Thalassemia is most common in countries like Italy, Cyprus, Turkey, and the Middle East. It’s also a significant concern here in Azerbaijan!

Thalassemia is a blood disorder resulting from a group of genetic defects that disrupt the production of hemoglobin—a protein in red blood cells responsible for transporting oxygen from the lungs to the rest of the body. This leads to a reduced number of functional red blood cells and lower oxygen levels in the bloodstream, causing various health issues depending on the type and severity of the condition.

Thalassemia is a hereditary condition, meaning it is passed from parents, both of whom are carriers, to their children. Thalassemia carriers generally do not need treatment or medical intervention throughout their lives. In many cases, carriers are unaware of their condition and would not know about it without specialized blood testing.

It is important to understand that if both parents are carriers of the gene, there is:

• 25% chance that the child will have thalassemia,
• 50% chance that the child will be a carrier of the gene but will not have the disease
• 25% chance that the child is not a carrier of the thalassemia gene and will not pass this gene on to future generations.

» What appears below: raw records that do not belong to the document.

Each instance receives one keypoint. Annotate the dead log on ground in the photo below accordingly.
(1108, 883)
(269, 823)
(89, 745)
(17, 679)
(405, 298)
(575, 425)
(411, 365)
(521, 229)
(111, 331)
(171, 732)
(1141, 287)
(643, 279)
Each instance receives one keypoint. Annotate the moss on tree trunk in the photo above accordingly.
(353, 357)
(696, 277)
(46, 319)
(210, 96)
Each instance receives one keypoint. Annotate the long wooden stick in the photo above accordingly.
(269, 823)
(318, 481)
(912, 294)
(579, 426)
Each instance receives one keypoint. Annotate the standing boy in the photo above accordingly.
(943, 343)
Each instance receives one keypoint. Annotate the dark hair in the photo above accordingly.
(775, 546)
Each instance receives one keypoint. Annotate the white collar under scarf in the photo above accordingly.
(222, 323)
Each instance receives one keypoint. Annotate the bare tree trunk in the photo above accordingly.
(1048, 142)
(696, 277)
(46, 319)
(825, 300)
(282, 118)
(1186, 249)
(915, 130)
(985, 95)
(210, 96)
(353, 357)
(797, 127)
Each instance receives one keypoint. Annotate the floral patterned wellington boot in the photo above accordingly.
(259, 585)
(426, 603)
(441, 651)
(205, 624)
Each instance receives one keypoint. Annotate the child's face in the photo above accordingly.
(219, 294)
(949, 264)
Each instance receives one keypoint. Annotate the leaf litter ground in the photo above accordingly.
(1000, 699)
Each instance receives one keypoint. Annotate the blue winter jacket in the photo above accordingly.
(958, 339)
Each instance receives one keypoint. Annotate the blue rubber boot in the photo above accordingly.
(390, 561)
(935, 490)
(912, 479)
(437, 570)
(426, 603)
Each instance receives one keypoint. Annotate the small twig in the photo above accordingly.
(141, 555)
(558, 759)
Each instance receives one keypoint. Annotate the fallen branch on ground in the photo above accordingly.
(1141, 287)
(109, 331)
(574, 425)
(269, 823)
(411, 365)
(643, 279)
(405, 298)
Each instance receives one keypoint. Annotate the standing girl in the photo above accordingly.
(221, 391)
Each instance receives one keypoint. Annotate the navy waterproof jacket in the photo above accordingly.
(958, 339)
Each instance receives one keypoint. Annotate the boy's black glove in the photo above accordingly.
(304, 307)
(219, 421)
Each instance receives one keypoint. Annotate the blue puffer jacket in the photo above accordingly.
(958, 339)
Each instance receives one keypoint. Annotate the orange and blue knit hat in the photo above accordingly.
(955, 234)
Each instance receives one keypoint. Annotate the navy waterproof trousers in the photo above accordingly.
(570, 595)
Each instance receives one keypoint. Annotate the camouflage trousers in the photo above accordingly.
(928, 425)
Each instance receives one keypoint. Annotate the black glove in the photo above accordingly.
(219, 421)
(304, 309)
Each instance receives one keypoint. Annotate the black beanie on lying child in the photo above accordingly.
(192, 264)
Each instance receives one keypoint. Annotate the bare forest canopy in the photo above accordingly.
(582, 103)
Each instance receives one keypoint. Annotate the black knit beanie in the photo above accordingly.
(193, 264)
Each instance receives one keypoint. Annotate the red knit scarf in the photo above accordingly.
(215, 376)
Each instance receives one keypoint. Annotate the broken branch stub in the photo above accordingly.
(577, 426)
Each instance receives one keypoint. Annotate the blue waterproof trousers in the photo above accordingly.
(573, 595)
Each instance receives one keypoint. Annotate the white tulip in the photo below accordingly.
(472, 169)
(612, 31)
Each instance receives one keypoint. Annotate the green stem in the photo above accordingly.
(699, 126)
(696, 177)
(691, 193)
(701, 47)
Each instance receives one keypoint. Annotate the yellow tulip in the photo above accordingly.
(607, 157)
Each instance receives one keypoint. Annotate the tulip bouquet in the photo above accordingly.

• Regular blood transfusions once or twice a month (according to their needs) throughout their life.
• Daily medication (called chelation therapy) to remove iron that accumulates in the body because of blood transfusion.
• Should be followed up on a regular basis by hematologists and other experts, such as endocrinologists, heart and liver specialists, etc., to make sure that they grow as normally as possible, with no complications in vital organs

The problem with donor blood still exists. The fact is that thalassemic children need blood transfusions 1-2 times a month, and on average they need to receive about 25-30 liters. Therefore, there is a great need to organize mass blood donation events.

Donating blood regularly can also benefit you in a few ways:

• Reduces your risk of heart attack
• Donating blood at least once a year can help improve your blood flow and reduce arterial blockages.
• Donating blood helps reduce the amount of iron in your blood, reducing the risk of atherosclerosis.
• Reveals potential health issues. You'll get a mini exam before your blood draw. This checkup can help reveal health issues you may not have been aware of.
• Lowers your risk of cancer. One of the benefits of donating blood and reducing iron stores is that it can reduce your risk of cancer.